CSV, DataFrames problems with threads

Today I encountered an odd problem:

using CSV, DataFrames
dt = DataFrame(a = rand(10000), b = rand(10000), c = rand(10000))
CSV.write("test.csv", dt)

df = CSV.File("test.csv") |> DataFrame!
df[(ismissing.(df.a)) .| (ismissing.(df.b)) .| (ismissing.(df.c)), :]

The code above works with 1 thread but with 4 threads (on Julia 1.3) it gives

MethodError: no method matching LazyArrays.LazyArrayStyle()
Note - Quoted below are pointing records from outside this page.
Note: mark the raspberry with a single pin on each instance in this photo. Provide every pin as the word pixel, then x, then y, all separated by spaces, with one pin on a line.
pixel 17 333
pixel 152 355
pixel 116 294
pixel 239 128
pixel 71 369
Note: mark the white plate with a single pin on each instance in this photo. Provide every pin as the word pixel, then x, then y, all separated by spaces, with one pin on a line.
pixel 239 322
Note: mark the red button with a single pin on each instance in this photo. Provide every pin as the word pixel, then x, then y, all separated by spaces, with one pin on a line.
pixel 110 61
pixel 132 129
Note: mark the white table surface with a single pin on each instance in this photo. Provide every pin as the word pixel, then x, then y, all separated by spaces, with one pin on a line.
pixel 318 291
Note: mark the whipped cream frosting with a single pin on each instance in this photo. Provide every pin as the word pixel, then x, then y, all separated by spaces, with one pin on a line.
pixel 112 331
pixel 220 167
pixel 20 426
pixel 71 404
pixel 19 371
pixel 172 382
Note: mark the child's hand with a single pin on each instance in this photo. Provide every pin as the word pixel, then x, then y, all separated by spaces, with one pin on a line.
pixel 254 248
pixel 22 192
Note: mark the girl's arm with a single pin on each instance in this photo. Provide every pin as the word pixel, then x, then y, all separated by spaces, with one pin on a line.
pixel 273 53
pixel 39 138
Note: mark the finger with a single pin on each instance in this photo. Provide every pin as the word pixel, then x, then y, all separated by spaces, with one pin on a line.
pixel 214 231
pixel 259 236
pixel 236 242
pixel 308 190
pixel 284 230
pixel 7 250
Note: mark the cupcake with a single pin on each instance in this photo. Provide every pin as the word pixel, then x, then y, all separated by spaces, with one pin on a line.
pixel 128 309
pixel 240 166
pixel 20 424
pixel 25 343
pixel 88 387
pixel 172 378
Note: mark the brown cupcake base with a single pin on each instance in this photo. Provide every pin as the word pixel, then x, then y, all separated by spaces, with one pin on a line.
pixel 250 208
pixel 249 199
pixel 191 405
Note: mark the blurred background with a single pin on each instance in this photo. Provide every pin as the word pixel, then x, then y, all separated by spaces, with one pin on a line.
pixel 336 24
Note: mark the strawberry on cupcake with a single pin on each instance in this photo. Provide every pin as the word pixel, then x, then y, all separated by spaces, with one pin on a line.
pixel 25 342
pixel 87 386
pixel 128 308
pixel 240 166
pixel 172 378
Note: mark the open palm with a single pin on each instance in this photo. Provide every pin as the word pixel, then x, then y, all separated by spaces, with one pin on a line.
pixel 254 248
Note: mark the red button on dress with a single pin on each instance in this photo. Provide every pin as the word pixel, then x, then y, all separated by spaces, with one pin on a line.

I thought that I share my finding here, as I don’t know whether this is a problem with CSV, DataFrames or threading.
The used versions are:

  • OS: Win 10
  • Julia 1.3-rc{4,5}
  • CSV v0.5.18
  • DataFrames v0.19.4
1 Like

xref: https://github.com/JuliaData/CSV.jl/issues/536

The offending line in CSV is https://github.com/JuliaData/CSV.jl/blob/b85a3ce8fcb1d0c9611b07d591f58985d6e9ea42/src/CSV.jl#L470 (use of LazyArrays.ApplyArray if threaded) and I guess it’s an issue with LazyArrays (which bit me yesterday but in a different context). So maybe it’s worth opening an issue with LazyArrays?